Douglas woke in the middle of the night to find his wife missing again.  Dinah had taken to doing yoga alone, long sessions at odd times of the day and, most recently, night. 

Sure enough, the door to the in-home studio was closed.  Douglas tried the handle—locked.  He resented the fact that after thirty-five years of marriage she refused to let him join her, the excuse always the same:

These are complex positions.  They take many years to master.   

He should have understood.  Dinah had taught him a few basic moves over the years, but he lacked the patience and discipline for anything advanced.

He took out the duplicate key he secretly had made.  He felt guilty, but nonetheless, he unlocked the door and entered. 

Lit by moonlight, the room was infernally hot.  Dinah taught Bikram yoga classes and had installed a radiant heater.  The soundproofed walls shook with whale calls—low moans with that distinct underwater echo.  However, neither distracted him from the tangle of humanity in the room’s center.

He barely recognized his wife; her contorted frame supported by one foot, an elbow, and three fingers.  Her left knee somehow bent the other way.  Her right arm was obviously popped out of its socket, an alien limb pinned underneath her torso at an odd angle.  However, it looked healthier than her other arm that hinged in two places, another joint added to the forearm.  While she laid chest-down, her neck rotated an impossible full-turn to face the ceiling.  She was tranquil despite the grotesque pose, eyes rolled back to the whites.   

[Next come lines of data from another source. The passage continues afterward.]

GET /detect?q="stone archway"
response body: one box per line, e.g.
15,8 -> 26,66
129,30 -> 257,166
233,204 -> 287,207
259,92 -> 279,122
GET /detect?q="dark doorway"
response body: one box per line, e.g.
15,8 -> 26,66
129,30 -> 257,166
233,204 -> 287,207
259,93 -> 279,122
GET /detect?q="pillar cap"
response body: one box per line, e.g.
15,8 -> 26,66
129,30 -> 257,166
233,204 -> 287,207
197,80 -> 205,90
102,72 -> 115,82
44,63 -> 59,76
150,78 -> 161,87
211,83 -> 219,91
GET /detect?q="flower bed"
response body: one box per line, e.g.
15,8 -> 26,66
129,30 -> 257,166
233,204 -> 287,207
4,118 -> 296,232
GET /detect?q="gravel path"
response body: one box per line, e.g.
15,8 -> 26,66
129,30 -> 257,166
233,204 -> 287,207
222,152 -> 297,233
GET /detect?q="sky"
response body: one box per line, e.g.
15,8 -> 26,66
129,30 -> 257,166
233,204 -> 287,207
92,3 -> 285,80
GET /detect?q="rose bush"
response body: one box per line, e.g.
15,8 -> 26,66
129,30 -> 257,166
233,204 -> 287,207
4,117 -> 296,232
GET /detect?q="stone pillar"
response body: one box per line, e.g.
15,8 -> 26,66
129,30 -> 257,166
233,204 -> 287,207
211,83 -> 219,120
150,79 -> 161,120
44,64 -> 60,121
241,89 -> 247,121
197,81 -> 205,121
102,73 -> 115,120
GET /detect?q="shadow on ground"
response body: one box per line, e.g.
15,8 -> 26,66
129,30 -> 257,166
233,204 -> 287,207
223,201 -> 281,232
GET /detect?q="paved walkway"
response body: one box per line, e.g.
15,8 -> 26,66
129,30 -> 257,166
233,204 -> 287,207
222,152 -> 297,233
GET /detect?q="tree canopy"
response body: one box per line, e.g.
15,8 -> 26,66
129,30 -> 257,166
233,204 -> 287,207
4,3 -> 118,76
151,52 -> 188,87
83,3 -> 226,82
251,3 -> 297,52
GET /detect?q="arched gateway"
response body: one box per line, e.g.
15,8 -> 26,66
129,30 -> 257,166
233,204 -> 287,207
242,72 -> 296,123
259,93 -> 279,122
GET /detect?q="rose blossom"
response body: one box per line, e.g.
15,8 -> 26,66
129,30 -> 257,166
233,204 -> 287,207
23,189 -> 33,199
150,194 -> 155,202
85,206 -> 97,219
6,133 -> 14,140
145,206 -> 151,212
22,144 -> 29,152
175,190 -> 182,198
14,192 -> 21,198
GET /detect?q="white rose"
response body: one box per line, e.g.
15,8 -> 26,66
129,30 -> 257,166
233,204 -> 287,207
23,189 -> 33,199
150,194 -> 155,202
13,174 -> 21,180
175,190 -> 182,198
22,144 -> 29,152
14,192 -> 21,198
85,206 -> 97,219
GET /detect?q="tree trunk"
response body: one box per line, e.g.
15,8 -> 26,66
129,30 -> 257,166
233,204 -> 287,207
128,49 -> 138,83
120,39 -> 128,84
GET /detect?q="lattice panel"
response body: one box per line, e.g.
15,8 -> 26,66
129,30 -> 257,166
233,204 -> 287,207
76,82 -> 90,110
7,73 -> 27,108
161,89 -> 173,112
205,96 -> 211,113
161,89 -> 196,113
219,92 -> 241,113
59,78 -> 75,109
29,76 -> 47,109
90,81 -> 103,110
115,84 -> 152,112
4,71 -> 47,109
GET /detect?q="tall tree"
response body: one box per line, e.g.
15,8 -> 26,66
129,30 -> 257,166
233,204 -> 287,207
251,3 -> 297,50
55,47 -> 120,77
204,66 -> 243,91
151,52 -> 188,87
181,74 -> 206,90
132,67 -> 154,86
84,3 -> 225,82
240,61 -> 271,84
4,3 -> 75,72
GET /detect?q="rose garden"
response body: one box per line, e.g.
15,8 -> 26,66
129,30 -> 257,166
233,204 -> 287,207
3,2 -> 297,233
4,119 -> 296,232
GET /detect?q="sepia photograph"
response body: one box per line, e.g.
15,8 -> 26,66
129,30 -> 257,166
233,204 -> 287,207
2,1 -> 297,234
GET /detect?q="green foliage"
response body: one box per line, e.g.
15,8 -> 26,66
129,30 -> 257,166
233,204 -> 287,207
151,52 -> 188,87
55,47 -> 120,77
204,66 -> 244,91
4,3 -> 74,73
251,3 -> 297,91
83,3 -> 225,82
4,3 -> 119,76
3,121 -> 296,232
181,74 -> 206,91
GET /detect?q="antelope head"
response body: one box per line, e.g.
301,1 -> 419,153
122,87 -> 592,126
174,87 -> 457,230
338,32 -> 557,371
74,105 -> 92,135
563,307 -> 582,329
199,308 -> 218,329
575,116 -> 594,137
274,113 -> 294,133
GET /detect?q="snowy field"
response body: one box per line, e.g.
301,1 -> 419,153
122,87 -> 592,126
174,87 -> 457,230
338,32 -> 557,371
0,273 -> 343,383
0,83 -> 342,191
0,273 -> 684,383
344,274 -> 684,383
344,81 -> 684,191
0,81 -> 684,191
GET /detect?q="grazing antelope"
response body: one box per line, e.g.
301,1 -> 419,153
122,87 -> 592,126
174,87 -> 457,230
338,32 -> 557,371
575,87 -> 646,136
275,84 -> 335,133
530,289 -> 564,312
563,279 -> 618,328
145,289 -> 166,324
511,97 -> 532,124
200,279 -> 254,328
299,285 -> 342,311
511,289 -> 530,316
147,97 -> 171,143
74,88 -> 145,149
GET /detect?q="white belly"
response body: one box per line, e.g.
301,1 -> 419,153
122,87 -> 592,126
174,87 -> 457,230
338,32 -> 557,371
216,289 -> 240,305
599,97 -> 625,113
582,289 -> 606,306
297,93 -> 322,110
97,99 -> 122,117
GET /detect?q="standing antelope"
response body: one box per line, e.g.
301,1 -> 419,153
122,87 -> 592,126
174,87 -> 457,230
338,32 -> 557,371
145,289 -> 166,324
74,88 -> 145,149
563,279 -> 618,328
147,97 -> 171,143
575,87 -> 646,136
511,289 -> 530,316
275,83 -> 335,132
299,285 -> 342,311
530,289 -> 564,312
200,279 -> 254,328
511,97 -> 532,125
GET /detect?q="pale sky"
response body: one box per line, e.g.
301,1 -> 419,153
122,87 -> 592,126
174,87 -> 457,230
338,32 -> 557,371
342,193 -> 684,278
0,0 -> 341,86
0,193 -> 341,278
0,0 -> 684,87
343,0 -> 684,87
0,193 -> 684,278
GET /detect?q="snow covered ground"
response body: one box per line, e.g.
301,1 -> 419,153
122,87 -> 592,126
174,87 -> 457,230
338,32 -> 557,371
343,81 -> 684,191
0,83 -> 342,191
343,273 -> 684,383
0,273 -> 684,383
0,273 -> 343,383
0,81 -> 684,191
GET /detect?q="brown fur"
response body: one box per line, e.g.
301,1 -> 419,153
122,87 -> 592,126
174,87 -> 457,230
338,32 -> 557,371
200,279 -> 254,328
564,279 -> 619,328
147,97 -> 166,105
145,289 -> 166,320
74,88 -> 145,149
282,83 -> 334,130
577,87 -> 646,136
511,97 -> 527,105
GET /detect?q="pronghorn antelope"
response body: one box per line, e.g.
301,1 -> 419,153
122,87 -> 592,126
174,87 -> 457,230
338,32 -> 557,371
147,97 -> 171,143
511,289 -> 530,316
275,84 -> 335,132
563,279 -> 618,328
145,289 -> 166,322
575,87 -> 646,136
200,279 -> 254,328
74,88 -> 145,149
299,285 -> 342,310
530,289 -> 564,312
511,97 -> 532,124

Suffocated by the noise and heat, Douglas swooned on the verge of blacking out.  He realized he hadn’t taken a breath since he entered as if underwater.  Instinctually, he assumed Downward Dog.  Dinah always started him there—the key to all positions.  Head ducked under the arch of the body, he found an air pocket and greedily filled his lungs.

Vision restored, Douglas opened his eyes to a massive stone tower rising from an unknown shore.  Covering the spire in slippery green, seaweed snaked up the ancient edifice like ivy.  Through the nighttime doom, he spied himself in one of the lofty windows.  Douglas’s mind swam, but he realized the window was a mirror.  However, his reflection turned as if someone inside the fortress called to him.  With a lingering look off to the horizon, his image retreated from sight.

Douglas pivoted to follow his double’s pointed gaze.  However, he slipped on the rocks that surrounded him, the slimy seaweed spreading over everything here.  Unable to even shuffle his feet, he twisted hard at the waist to look behind.  In the mirror glass of another tower’s window, he again found his reflection.  His likeness stared to his left before stepping out of sight.

Despite his lack of flexibility, he violently swung an arm to torque himself in the new direction.  His dislocated shoulder burning, he spied another of his reflections.  Again, it pointed to a different site.

Knotting himself over the slimy rocks in a series of excruciating maneuvers, he assumed the same pose as his wife.  Less flexible and practiced, he endured the pain of his torn ligaments and broken bones.

These are complex positions…

Suddenly, he appeared in every window, hundreds of eyes gazing upwards to the moonless heavens.  Positioned facedown, he rotated his neck a full turn to the night sky.  His novice tendons snapped, muscles tore, and a splinter from his shattered spine punctured his jugular.

Bleeding out, he stared into the endless void of the night, that unblinking eye of a Dreaming God.  He despaired that it didn’t look back, smothering him with the lonely madness of indifference.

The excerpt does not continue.